# Win 10 Update hängt bei "Es wird nach Updates gesucht..."



## Bernd12 (8. August 2015)

*Win 10 Update hängt bei "Es wird nach Updates gesucht..."*

Win 10 Update hängt bei "Es wird nach Updates gesucht...". 
Die Such nach neuen Updates wird neuerdings nicht mehr abgeschlossen.

Die Problembehandlung habe ich bereits durchgeführt.

Wisst ihr wie man das Problem behebt? 

Danke!


----------



## onliner (8. August 2015)

*AW: Win 10 Update hängt bei "Es wird nach Updates gesucht..."*

Nun es gibt zwei Varianten der Lösung.

der Erste: Du lasst Windows selbst Zeit, in dem du es einfach laufen lässt. Windows meldet sich dann wenns geht.
Manchmal braucht auch Windows 10 seine neustarts die man Zeitweise machen muss.

der Zweite: was eher wahrscheinlich ist, das die WSUS Server von MS-Deutschland überlastet sind. Dadurch dauert es bis sich dein Rechner mit Komponenten am Lizensierungs-Server Updatet.


----------



## Veritas (9. August 2015)

*AW: Win 10 Update hängt bei "Es wird nach Updates gesucht..."*

Hallo Zusammen.

Bei mir funzt das Update auch nicht. Hängt sich immer bei 85 % auf... Schon unterschiedliche Varianten des Upgrades probiert (+4 Stunden laufen lassen), erfolglos.
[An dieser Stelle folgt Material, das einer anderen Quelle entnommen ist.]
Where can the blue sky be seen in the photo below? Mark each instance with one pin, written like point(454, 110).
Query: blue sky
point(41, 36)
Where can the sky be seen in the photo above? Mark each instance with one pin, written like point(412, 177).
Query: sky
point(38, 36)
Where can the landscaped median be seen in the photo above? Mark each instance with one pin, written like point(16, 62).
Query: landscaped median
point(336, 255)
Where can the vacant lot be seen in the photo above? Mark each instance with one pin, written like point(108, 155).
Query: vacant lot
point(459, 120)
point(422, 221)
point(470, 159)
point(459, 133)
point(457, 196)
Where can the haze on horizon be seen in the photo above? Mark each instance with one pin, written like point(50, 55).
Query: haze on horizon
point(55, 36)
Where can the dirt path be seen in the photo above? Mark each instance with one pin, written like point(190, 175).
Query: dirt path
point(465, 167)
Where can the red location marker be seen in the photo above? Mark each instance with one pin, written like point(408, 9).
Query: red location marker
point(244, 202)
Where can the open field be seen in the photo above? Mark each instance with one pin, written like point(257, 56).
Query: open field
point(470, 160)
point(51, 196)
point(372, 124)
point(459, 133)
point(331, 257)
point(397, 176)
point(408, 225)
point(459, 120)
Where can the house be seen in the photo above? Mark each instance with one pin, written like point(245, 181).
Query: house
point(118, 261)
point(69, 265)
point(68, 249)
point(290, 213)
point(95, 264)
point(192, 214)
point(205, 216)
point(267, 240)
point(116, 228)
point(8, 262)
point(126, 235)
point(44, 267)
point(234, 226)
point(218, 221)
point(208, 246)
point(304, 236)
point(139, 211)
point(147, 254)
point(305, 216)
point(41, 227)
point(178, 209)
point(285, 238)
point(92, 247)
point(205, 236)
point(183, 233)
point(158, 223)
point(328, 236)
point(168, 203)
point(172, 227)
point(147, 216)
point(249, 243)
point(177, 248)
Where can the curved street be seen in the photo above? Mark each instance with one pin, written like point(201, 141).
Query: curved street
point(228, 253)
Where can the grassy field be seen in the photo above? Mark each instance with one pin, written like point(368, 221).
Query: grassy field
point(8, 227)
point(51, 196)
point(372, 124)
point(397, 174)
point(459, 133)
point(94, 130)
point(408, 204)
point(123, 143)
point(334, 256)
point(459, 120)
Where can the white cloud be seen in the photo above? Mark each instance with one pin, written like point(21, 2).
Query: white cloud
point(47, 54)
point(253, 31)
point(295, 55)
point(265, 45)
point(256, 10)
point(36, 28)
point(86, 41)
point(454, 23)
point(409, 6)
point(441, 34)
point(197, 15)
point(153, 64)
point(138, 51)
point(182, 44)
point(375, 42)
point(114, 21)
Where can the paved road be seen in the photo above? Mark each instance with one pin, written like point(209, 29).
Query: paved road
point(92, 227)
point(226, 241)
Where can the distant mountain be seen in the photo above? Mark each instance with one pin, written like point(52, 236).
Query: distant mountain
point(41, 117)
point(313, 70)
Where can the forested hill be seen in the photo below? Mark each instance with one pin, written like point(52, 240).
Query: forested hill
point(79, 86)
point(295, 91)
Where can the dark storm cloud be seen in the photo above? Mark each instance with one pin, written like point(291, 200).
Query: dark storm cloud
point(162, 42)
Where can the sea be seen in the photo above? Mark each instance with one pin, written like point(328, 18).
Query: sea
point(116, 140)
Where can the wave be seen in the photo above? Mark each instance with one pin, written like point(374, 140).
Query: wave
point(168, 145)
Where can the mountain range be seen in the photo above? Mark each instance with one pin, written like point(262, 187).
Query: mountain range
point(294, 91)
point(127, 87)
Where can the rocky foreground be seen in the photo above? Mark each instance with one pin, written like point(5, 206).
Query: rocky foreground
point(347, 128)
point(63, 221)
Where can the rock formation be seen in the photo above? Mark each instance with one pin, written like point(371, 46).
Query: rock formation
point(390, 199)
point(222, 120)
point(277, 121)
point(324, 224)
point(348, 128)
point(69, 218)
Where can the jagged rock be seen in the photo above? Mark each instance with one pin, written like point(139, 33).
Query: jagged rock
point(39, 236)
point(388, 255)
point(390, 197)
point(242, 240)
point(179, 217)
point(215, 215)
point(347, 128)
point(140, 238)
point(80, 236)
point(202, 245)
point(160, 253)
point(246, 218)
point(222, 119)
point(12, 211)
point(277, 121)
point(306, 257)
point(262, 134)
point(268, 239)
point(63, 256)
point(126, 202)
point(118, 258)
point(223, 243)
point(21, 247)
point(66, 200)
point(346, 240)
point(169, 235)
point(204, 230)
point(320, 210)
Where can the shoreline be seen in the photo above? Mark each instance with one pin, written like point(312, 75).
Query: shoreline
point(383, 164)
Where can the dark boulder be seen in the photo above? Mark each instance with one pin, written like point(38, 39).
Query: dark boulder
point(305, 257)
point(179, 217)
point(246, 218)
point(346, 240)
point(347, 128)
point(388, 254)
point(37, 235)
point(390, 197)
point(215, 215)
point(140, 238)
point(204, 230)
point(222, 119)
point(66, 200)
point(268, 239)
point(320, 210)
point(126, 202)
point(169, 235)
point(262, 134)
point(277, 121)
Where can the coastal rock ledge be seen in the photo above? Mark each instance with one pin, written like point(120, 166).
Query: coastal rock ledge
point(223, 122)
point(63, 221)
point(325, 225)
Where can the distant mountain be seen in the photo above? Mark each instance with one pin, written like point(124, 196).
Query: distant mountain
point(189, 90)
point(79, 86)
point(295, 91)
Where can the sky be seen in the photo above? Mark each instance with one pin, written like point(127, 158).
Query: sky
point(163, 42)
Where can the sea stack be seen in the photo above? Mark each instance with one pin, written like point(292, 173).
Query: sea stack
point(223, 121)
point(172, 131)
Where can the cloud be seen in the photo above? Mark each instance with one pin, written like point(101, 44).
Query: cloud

Ich warte jetzt noch einige Tage, denke dann sollte es laufen.

So long


----------



## citizen-kane (22. November 2015)

*AW: Win 10 Update hängt bei "Es wird nach Updates gesucht..."*

Hallo, 

hatte eben das gleiche Problem mit dem hängen bleiben bei "Updates werden gesucht 0%". Habe dann über die Systemsteuerung die manuelle Suche nach Updates gestartet und siehe da plötzlich liefen die Prozente hoch. Kann Zufall sein, aber möglicherweise greift das Upgrade auf die gleiche Funktion zu, wie Windows 7. Könnt ja mal ein Feedback geben ob es bei euch dann auch funktioniert hat.

LG
Citizen


----------